The Right's emphasis on the family as a source of connectedness and love, on the nation and the flag bringing us together in an ideal community, on religion, and on God as being central to the nature of a moral universe where we are all bonded together with purpose--these are ways of speaking to this longing for connectedness. Such images are frequently fantasies for alienated people. Even though I emphasize the fantasy nature of this appeal, we must acknowledge that the political Right, through church groups, has also developed very real communities in which people are welcomed, blessed, and accepted simply for being who they are. They are brought into an environment of love, regardless of whether we think it's real or imperfect love.
The defining values for people in these right-wing communities are values of connectedness. Progressives have not developed a worldview that can speak to that same spiritual pain nor learned how to say, "If you join us you will become a member of a community of mutual recognition, love, acceptance, meaning, and purpose that will give moral definition to an experience of solidarity in your own life."

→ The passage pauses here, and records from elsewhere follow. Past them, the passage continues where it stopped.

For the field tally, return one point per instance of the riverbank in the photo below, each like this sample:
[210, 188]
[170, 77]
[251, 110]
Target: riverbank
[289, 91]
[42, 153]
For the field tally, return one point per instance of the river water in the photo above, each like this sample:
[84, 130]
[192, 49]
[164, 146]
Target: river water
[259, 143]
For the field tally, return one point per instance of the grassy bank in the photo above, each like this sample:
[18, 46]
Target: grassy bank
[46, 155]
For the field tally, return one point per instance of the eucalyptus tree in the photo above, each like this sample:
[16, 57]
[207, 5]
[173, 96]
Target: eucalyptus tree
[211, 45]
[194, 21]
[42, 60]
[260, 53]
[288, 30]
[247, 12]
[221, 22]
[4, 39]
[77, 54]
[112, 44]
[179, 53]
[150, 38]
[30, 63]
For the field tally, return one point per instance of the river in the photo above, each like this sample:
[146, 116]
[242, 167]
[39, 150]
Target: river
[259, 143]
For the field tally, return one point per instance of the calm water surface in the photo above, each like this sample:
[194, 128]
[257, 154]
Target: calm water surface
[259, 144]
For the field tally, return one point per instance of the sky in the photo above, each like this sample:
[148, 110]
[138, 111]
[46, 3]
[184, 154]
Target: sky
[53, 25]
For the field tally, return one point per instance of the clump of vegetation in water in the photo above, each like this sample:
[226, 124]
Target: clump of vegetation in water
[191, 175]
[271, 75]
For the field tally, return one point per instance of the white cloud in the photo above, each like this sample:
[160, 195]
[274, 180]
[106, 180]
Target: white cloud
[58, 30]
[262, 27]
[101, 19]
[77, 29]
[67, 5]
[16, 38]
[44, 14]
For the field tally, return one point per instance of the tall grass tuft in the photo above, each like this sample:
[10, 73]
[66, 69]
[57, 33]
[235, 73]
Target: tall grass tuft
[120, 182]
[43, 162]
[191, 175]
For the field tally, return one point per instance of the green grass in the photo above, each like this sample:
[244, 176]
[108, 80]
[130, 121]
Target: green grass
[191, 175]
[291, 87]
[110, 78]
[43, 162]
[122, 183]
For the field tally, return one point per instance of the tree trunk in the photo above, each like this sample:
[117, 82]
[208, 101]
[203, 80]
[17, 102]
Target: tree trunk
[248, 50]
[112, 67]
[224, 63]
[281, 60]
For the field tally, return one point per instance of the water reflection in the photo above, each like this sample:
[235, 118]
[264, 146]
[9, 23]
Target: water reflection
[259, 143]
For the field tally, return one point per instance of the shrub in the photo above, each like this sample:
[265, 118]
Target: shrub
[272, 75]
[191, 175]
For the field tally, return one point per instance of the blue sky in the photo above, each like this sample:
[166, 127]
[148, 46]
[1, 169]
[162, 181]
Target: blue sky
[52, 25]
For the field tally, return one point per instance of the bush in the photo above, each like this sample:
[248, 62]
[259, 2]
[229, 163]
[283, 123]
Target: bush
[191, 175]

As progressives, what we have to do with this conference and with this movement is to build a politics of meaning or a spiritual politics that also speaks to people's spiritual longings. Those of you who are religious have an important role to play because you are not afraid to talk about love, connectedness, and a higher purpose, or to express your concern for the environment, not only in terms of scientific analysis, but with a sacred sense of nature. You have to help the Left learn to speak in that language and help us make sure we don't speak a technocratic discourse such as "we're for health care, we're for the environment," where moral resonance is lost and spiritual meaning is hidden.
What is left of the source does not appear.